There’s Something About The Typing of the Dead takes the game’s premise and reworks it as if villain Goldman was a 4chan-style vomiter of memes, right down to having an Anonymous mask, and as such makes for a more effective villain than the actual game had. The computer-synthesized voices for the characters are on a par with the terrible voice acting in the game. Most of all, I’m pleased for the unexpected use of Whomst’d’ve at the end.

Now that I’ve finally managed to squeeze this video into Sundry Sunday, I look forward to never mentioning memes here ever ever again.

Something About the Typing of the Dead [Loud Sound Warning] (Youtube, 4 1/2 minutes)

Underlevel

It’s a quick and fun free game on itch.io! It was made for a game jam in 48 hours, with an updated build released a while after. It’s only been out for three months but it’s already become pretty popular, with its fun graphics and gameplay and appropriately frenetic music. It’s a good thing to mess around with for Spooky Month.

You’re the skeleton lord in charge of a five-level dungeon, but a knight has invaded your domain and means to destroy you! Rally your lollygagging skeleton minions, to both lead them to the safety of the downstairs and destroy as many of the gem-laden pots on each level as you can, before the knight gets to them first and smashes them to raise its experience level! If you can’t play it (that Windows thing, argh), here’s a playthrough on Youtube . (9 1/2 minutes)

You start each floor with one skeleton near the upstairs. The knight will arrive in just a few seconds, so use the mouse pointer to get it the hell away and guide it to other skeletons, who are just bumbling around having skeleton thoughts, and alert them! The skeletons with the yellow eyes are active, and will try to reach your pointer.

You’ll quickly discover that skeletons aren’t very smart (no brain, you see), and will often get caught up on walls. If the knight is close behind, you might have to abandon some. The skellies also stumble sometimes, like undead Pikmin. If you can get them to the downstairs, all of the active skeletons that touch it will leave the level and join your horde at the bottom of the dungeon, all but one. The last active skeleton cannot leave the level until all the other skeletons have evacuated and all the loot is gone.

Two things increase the knight’s level: killing skeletons and getting the gems out of smashed jars. If you can get a skeleton to run into a jar first, it’ll break and the gems inside will probably disappear before the knight can get to them! But if the knight is nearby it might grab the gems before they vanish!

The HUD has a lot of information that can help you out. The red arrow on the left side points the way to the downstairs. The left side also tells you how many loot jars and skeletons (“enemies”) are left on the level; both numbers must reach zero, either because of your actions or the knight’s, to move to the next floor. The lower-right corner has a “Knight Cam” that shows you what the knight is up to. It doesn’t tell you its location in the dungeon, but it can still be helpful in figuring out what it’s doing.

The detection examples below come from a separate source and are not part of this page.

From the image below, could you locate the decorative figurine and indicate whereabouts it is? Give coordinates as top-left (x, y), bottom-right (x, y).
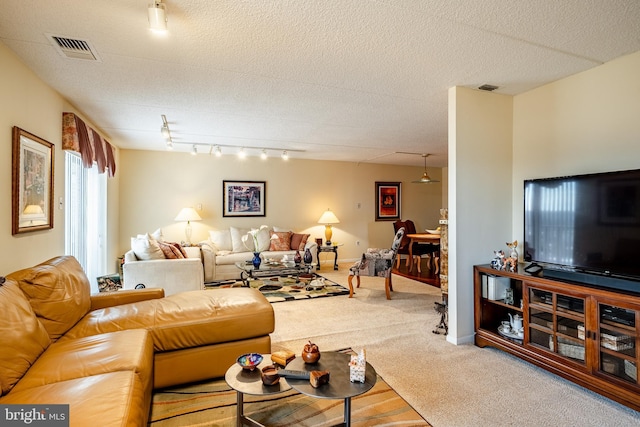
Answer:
top-left (503, 240), bottom-right (518, 273)
top-left (349, 349), bottom-right (367, 383)
top-left (491, 251), bottom-right (504, 270)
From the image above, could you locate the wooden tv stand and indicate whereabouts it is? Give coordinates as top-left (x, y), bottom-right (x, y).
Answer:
top-left (474, 265), bottom-right (640, 411)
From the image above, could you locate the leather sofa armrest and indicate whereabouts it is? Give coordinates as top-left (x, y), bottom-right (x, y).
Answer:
top-left (91, 288), bottom-right (164, 311)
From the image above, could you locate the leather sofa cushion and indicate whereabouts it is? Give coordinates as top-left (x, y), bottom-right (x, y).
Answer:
top-left (0, 371), bottom-right (151, 427)
top-left (0, 279), bottom-right (51, 396)
top-left (61, 288), bottom-right (274, 352)
top-left (13, 329), bottom-right (153, 392)
top-left (7, 256), bottom-right (91, 341)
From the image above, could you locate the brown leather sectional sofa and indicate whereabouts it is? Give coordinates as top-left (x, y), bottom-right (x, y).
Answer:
top-left (0, 256), bottom-right (274, 426)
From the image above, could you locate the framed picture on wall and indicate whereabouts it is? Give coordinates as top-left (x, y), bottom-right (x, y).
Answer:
top-left (222, 181), bottom-right (267, 216)
top-left (376, 182), bottom-right (402, 221)
top-left (11, 126), bottom-right (54, 235)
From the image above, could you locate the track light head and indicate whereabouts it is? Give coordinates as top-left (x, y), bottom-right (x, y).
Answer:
top-left (147, 0), bottom-right (167, 34)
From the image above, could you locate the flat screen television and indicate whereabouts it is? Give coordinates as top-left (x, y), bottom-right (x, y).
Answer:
top-left (524, 170), bottom-right (640, 292)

Clicking the mouse button will cause all of the active skeletons to jump, dodging any attacks the knight might make until they land again. (Be careful not to click outside the window!) The knight can attack on the move, and smashing a skeleton to bits doesn’t even slow it down. You can’t attack the Knight until the end of the dungeon, so don’t try to gang up on it. The knight also snatches up gems just by being near them, for it has one of those auto-pickup features. It sucks.

Fortunately, the knight isn’t any smarter than the skeletons, and it tends to go after the target that’s closest to it. You can even see its AI: its target path is shown onscreen as a thin line. It changes color, from white to yellow to orange, as it gets closer to whatever it wants to destroy.

If you’re having a bad game and want to start over, you can press F2 to do so. There is no “Are you sure?” prompt and it happens instantly, so be careful with that key.

The knight isn’t done until every skeleton is gone and every loot jar is smashed. It always pathfinds to the closest thing to break, so you can keep it distracted by leaving a jar in an out-of-the-way place for it to waste time running to.

You can see the knight’s level at the bottom of the screen, with a red bar indicating how close it is to gaining an experience level. Every skeleton you escape with is 10 HP off the knight at the end. If you can get to the end with the knight at level 9 or less you have a good chance of winning.

(A lot of the text of this post was reused from a Metafilter post I made on the game.)

Underlevel (itch.io, for Windows)

The Worst Possible Day to Play Nethack

As we’re reminded by abadidea on Mastodon, that day is today, October 13, 2023.

Nethack uses the system time-of-day clock to affect the game in modest ways. It figures out the phase of the moon, and if it’s a full moon the player’s “base luck,” the number at which it starts and tends to trend towards, is +1. Luck affects the game in many minor ways, most notably affecting the to-hit chances of striking monsters. Full moons also affect werecreatures and the chances to tame dogs, but those effects are highly situational.

Playing on a new moon has one effect, but it’s a big one. If you’re fighting a cockatrice and you hear its hissing, and are not carrying a lizard corpse, then you always begin turning to stone, instead of there only being a one-in-ten chance. This is what is called a “delayed instadeath”: you don’t die immediately, but if you don’t take immediate action it’ll happen in the next few turns. That’s the next few turns from the game’s perspective: various events may conspire to prevent you from getting that action at all. (The Nethack Wiki’s page on petrification is instructive.)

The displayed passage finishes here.